Николай Псурцев - Голодные прираки
…И увидел.
…Ника в коротком махровом халатике склонилась над ванной и стирала. От запаха грязных носков ее тошнило, а вид серо-желтых пятен на белых трусах мужа понуждал ее брезгливо морщиться и недовольно жмуриться, и тихо, но скверно ругаться, а еще также и плеваться, и в сердцах мотать головой из стороны в сторону, как в нервном тике, случившемся по причине ожесточенной вражеской бомбежки. Каждый раз, когда она по утрам стирала трусы и носки. мужа, она морщилась, жмурилась, ругалась, а также мотала головой. Конечно, можно было бы отдавать такие вещи в прачечную, но муж не хотел, он говорил, что после прачечной трусы надевать не будет и придется их выбрасывать и покупать новые, а денег у них на такое расточительство нет. Нет у них на такое расточительство денег, так он говорил.
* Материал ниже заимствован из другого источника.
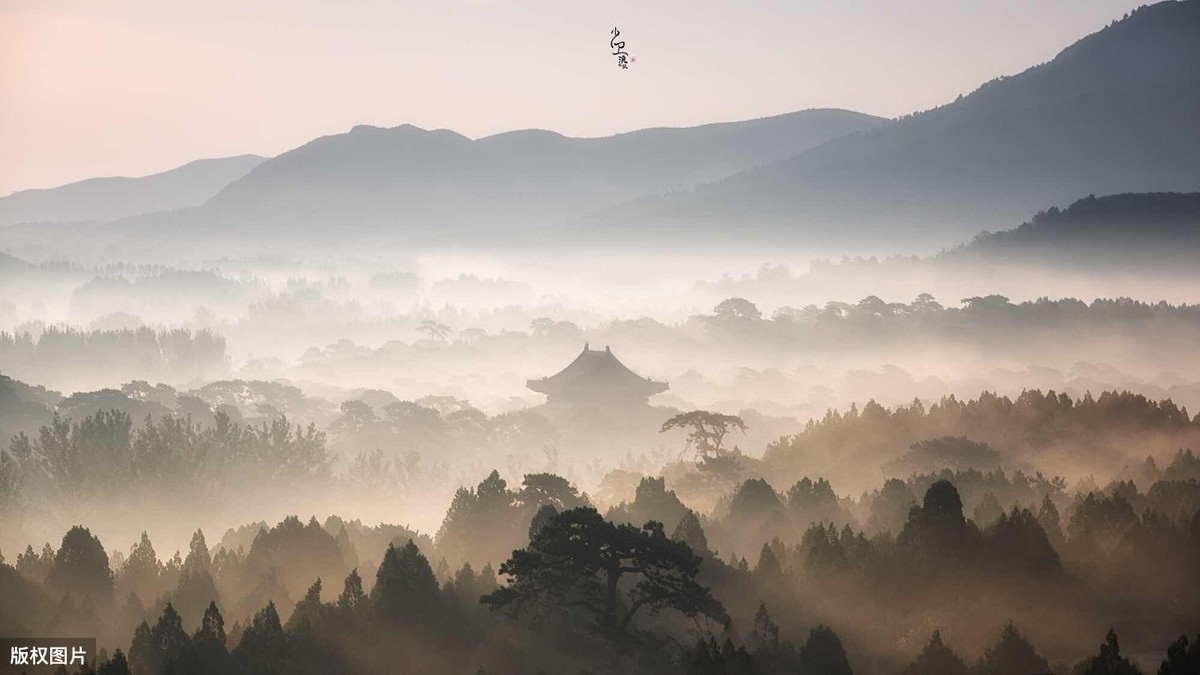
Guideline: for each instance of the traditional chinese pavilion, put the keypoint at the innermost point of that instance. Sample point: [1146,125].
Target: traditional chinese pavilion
[594,380]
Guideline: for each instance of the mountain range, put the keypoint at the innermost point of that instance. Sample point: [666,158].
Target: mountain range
[109,198]
[1115,112]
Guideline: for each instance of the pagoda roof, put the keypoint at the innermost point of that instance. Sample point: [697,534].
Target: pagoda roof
[597,370]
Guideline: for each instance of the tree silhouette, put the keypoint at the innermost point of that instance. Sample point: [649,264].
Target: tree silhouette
[936,659]
[577,561]
[706,431]
[81,566]
[1012,653]
[823,655]
[406,590]
[736,308]
[1109,661]
[1181,658]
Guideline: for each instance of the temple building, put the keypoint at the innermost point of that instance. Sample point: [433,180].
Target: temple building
[597,380]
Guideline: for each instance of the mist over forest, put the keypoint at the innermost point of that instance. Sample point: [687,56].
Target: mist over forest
[817,393]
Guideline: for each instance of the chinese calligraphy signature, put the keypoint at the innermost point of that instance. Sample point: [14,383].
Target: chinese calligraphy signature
[618,48]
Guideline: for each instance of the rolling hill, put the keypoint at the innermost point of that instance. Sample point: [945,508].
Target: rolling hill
[111,198]
[409,181]
[1116,112]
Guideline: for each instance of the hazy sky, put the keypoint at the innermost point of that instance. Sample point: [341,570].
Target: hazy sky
[133,87]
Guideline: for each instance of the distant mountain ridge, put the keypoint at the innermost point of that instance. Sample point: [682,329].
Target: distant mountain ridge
[407,178]
[1115,112]
[111,198]
[1133,228]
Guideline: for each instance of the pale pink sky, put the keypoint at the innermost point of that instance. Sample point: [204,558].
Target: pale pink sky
[135,87]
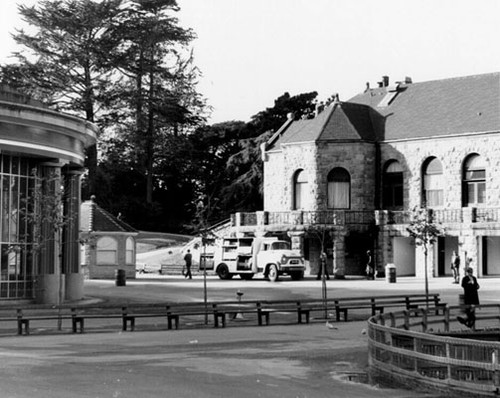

Можно, конечно, было бы дать мужу в морду, сильно и больно, за такие его слова, но тогда бы он уже не был бы ее мужем, и у нее тогда бы уже точно не было бы денег, а у ее славного сыночка Паши не было бы папы. Хотя кто его знает, может быть, если бы она и вправду двинула мужу в лицо, умело и со вкусом, то у нее тогда как раз и появилось бы больше денег, а мальчик Паша приобрел бы гораздо более неординарного папу, нежели он имеет теперь. (Или б прежний изменился, или б новый появился.) Кто его знает.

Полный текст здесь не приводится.